FiiO Music does the same, but with added value. It copies individual files in the original *.flac format via the ftp protocol in Windows and, of course, also plays them. No conversions, no bullshit. And a decent player with rich settings as a bonus. Hiby Music can also copy via ftp, but generates errors in assigning songs to albums.
Both apps are available in the App Store.
 
FiiO Music does the same, but with added value. It copies individual files in the original *.flac format via the ftp protocol in Windows and, of course, also plays them. No conversions, no bullshit. And a decent player with rich settings as a bonus. Hiby Music can also copy via ftp, but generates errors in assigning songs to albums.
Both apps are available in the App Store.
Foobar is not user-friendly, but is actually pretty good once you get to know it. And of course it supports FLAC, but I only have 256GB on my phone and only a fraction of that to dedicate to music. With ~10K tracks, FLAC is not an option.
 
a. Expose iOS Foobar music directory. One of the nifty things about the Foobar2k iOS app is that it provides full access to the app's music directory via FTP. Under the "Tools" menu, there is an option for "FTP Server." Select that, create a username/password if you wish, then toggle "Allow write access" and finally "Server running." When you do that, it will give you a local network IP address.
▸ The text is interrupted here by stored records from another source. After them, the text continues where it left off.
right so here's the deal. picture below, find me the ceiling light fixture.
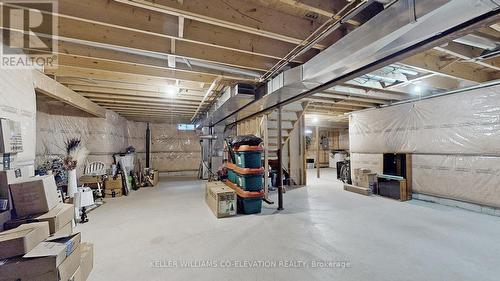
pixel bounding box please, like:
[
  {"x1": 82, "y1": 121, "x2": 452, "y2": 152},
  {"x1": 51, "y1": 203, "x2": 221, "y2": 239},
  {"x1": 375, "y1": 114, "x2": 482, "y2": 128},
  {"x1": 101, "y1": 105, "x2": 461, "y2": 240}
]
[{"x1": 163, "y1": 85, "x2": 179, "y2": 98}]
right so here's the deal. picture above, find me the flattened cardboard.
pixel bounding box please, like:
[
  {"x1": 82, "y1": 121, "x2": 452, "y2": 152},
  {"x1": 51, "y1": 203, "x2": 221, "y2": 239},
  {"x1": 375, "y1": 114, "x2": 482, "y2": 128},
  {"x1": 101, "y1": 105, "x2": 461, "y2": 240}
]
[
  {"x1": 0, "y1": 222, "x2": 50, "y2": 259},
  {"x1": 10, "y1": 175, "x2": 59, "y2": 217}
]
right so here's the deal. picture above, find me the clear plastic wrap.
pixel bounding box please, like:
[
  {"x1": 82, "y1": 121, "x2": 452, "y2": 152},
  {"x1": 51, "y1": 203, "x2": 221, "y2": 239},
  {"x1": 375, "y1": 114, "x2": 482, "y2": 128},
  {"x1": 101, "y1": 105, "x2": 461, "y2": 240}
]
[
  {"x1": 36, "y1": 103, "x2": 129, "y2": 176},
  {"x1": 349, "y1": 85, "x2": 500, "y2": 207},
  {"x1": 413, "y1": 154, "x2": 500, "y2": 208},
  {"x1": 150, "y1": 123, "x2": 200, "y2": 172},
  {"x1": 349, "y1": 85, "x2": 500, "y2": 154},
  {"x1": 0, "y1": 68, "x2": 36, "y2": 166}
]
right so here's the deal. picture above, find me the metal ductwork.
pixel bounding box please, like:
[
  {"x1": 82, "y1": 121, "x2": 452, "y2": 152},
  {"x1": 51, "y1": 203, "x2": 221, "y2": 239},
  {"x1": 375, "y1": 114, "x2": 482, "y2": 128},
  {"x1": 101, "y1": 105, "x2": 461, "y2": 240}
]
[{"x1": 200, "y1": 0, "x2": 499, "y2": 127}]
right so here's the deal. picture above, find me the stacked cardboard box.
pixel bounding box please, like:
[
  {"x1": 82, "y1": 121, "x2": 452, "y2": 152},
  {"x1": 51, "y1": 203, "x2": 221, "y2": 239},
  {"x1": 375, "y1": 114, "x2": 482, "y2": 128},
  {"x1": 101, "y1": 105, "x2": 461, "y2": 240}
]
[
  {"x1": 0, "y1": 166, "x2": 34, "y2": 231},
  {"x1": 0, "y1": 222, "x2": 93, "y2": 281},
  {"x1": 4, "y1": 175, "x2": 74, "y2": 237},
  {"x1": 104, "y1": 174, "x2": 123, "y2": 197},
  {"x1": 353, "y1": 168, "x2": 377, "y2": 189}
]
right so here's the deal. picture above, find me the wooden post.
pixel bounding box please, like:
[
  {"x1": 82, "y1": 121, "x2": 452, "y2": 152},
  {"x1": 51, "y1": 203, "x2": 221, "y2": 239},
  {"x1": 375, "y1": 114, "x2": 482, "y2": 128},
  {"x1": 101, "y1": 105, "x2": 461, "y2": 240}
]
[
  {"x1": 316, "y1": 126, "x2": 320, "y2": 179},
  {"x1": 277, "y1": 107, "x2": 284, "y2": 210},
  {"x1": 262, "y1": 115, "x2": 270, "y2": 200}
]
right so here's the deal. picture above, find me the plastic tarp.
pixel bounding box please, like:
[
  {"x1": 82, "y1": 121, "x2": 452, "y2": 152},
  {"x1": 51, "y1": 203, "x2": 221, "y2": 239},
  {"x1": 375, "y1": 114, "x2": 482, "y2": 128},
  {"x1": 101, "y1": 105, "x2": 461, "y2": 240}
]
[{"x1": 349, "y1": 85, "x2": 500, "y2": 207}]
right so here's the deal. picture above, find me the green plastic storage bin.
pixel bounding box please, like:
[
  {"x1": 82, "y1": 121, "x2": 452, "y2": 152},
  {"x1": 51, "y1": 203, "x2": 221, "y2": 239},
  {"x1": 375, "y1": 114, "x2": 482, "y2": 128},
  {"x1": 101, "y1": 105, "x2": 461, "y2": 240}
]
[
  {"x1": 234, "y1": 146, "x2": 263, "y2": 168},
  {"x1": 235, "y1": 173, "x2": 263, "y2": 192},
  {"x1": 237, "y1": 196, "x2": 262, "y2": 214},
  {"x1": 227, "y1": 169, "x2": 237, "y2": 183}
]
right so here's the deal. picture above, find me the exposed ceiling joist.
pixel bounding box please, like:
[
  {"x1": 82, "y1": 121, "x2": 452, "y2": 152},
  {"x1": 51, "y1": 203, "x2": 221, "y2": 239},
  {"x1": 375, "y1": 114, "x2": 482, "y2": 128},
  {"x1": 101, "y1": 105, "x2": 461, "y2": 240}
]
[
  {"x1": 434, "y1": 42, "x2": 500, "y2": 72},
  {"x1": 401, "y1": 52, "x2": 499, "y2": 83},
  {"x1": 113, "y1": 0, "x2": 327, "y2": 48},
  {"x1": 274, "y1": 0, "x2": 360, "y2": 25}
]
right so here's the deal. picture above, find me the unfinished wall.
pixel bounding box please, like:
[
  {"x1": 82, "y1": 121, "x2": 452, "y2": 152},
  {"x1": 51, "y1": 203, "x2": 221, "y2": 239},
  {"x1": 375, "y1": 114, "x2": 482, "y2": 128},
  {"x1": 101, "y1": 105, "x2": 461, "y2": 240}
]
[
  {"x1": 36, "y1": 101, "x2": 128, "y2": 175},
  {"x1": 0, "y1": 68, "x2": 36, "y2": 166},
  {"x1": 37, "y1": 104, "x2": 200, "y2": 174},
  {"x1": 150, "y1": 123, "x2": 200, "y2": 172},
  {"x1": 349, "y1": 85, "x2": 500, "y2": 208}
]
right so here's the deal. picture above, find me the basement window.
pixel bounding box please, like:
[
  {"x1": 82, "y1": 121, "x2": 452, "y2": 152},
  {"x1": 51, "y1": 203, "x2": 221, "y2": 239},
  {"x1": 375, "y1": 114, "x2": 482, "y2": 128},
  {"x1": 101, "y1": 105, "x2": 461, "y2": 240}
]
[{"x1": 177, "y1": 124, "x2": 195, "y2": 131}]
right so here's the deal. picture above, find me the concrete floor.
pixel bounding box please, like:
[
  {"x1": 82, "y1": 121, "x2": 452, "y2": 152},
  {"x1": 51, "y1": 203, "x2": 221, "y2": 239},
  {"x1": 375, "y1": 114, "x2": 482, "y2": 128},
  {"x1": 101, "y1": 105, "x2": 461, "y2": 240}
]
[{"x1": 77, "y1": 169, "x2": 500, "y2": 281}]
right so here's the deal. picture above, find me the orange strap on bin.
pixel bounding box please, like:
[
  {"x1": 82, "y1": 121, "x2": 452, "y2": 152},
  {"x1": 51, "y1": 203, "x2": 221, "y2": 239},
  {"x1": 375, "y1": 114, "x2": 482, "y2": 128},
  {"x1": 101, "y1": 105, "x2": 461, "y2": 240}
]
[
  {"x1": 233, "y1": 145, "x2": 263, "y2": 152},
  {"x1": 226, "y1": 163, "x2": 264, "y2": 175},
  {"x1": 224, "y1": 180, "x2": 264, "y2": 198}
]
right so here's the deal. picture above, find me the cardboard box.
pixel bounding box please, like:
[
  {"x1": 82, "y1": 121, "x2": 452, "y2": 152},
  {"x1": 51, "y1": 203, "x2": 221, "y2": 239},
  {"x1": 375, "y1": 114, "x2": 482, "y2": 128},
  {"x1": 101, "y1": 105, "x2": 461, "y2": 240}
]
[
  {"x1": 104, "y1": 188, "x2": 122, "y2": 198},
  {"x1": 70, "y1": 243, "x2": 93, "y2": 281},
  {"x1": 10, "y1": 175, "x2": 59, "y2": 217},
  {"x1": 0, "y1": 237, "x2": 81, "y2": 281},
  {"x1": 151, "y1": 170, "x2": 159, "y2": 186},
  {"x1": 3, "y1": 204, "x2": 73, "y2": 236},
  {"x1": 105, "y1": 174, "x2": 122, "y2": 190},
  {"x1": 206, "y1": 183, "x2": 236, "y2": 218},
  {"x1": 0, "y1": 166, "x2": 34, "y2": 215},
  {"x1": 24, "y1": 233, "x2": 81, "y2": 265},
  {"x1": 37, "y1": 203, "x2": 74, "y2": 234},
  {"x1": 52, "y1": 221, "x2": 73, "y2": 239},
  {"x1": 0, "y1": 222, "x2": 50, "y2": 259}
]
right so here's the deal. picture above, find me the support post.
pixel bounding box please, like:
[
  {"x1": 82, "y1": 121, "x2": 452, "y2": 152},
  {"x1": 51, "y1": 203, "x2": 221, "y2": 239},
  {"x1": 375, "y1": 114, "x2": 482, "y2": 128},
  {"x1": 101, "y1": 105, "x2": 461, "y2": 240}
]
[
  {"x1": 277, "y1": 106, "x2": 284, "y2": 210},
  {"x1": 146, "y1": 122, "x2": 151, "y2": 168},
  {"x1": 316, "y1": 126, "x2": 320, "y2": 179}
]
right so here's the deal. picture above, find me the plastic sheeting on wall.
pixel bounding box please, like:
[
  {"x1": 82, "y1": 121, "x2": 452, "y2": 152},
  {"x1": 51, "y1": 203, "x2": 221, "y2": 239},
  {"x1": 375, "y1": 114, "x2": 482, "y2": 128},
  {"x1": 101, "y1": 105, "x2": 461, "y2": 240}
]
[
  {"x1": 350, "y1": 153, "x2": 383, "y2": 175},
  {"x1": 37, "y1": 110, "x2": 202, "y2": 173},
  {"x1": 36, "y1": 105, "x2": 129, "y2": 176},
  {"x1": 349, "y1": 85, "x2": 500, "y2": 154},
  {"x1": 0, "y1": 68, "x2": 36, "y2": 166},
  {"x1": 349, "y1": 85, "x2": 500, "y2": 208},
  {"x1": 413, "y1": 154, "x2": 500, "y2": 208},
  {"x1": 150, "y1": 123, "x2": 200, "y2": 172}
]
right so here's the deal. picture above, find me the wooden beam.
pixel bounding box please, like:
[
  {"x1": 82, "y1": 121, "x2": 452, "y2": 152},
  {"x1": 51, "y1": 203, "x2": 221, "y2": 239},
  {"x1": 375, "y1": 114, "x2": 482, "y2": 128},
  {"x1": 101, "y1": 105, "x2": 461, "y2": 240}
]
[
  {"x1": 434, "y1": 42, "x2": 500, "y2": 72},
  {"x1": 32, "y1": 70, "x2": 106, "y2": 118},
  {"x1": 69, "y1": 85, "x2": 204, "y2": 101},
  {"x1": 57, "y1": 77, "x2": 208, "y2": 93},
  {"x1": 275, "y1": 0, "x2": 360, "y2": 26},
  {"x1": 401, "y1": 51, "x2": 499, "y2": 83},
  {"x1": 54, "y1": 56, "x2": 216, "y2": 84},
  {"x1": 88, "y1": 99, "x2": 201, "y2": 108},
  {"x1": 6, "y1": 0, "x2": 312, "y2": 62},
  {"x1": 97, "y1": 103, "x2": 196, "y2": 111},
  {"x1": 52, "y1": 68, "x2": 207, "y2": 89},
  {"x1": 114, "y1": 0, "x2": 327, "y2": 48},
  {"x1": 54, "y1": 41, "x2": 258, "y2": 81},
  {"x1": 54, "y1": 17, "x2": 278, "y2": 71},
  {"x1": 63, "y1": 0, "x2": 316, "y2": 60},
  {"x1": 81, "y1": 93, "x2": 202, "y2": 105}
]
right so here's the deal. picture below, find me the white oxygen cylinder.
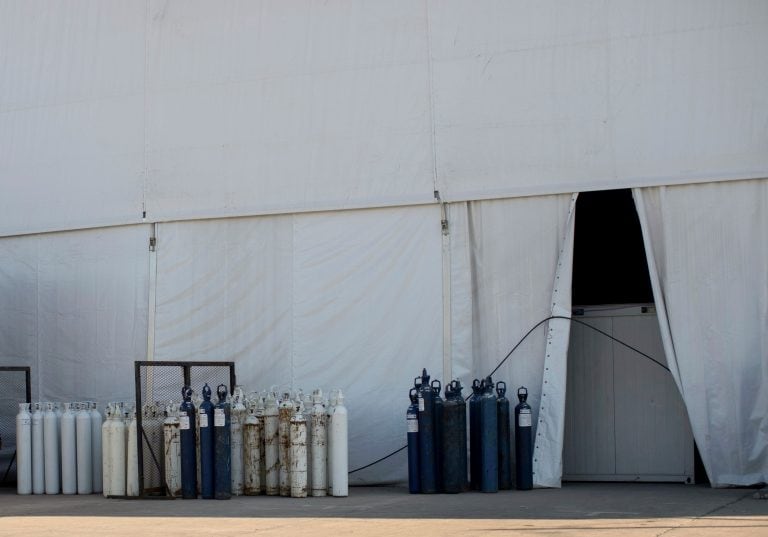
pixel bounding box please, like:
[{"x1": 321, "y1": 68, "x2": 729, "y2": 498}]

I genuinely wonder how foobar2000 is able to do this. Whenever I Google how to transfer files between a Windows and an iOS you either need Jailbreak, cloud storage, some ransomware app, or you can only transfer in one direction (ex. only from iPhone to Windows, but not the other way around). I'm shocked at how easy it is to just drag and drop stuff onto my iPhone using a music player of all things.

By any chance, do you, or anyone browsing, know of a file transferring app that has Foobar's "FTP server" feature that allows full access to iOS's directory? I would LOVE to be able to connect to my phone via FTP and manage files using my Windows. iOS file management is just atrocious.

For now I created a "Transfer" folder in the foobar music folder and just dumped all my files in there. Works pretty well and really easy...
 
Also, I guess this is more for my own notes, transferring files with FTP will overwrite all "Date" fields to the current date. Important if the documents, images, etc. you are moving contain important date information. I recommend you append the original date of the file into its name if that matters to you.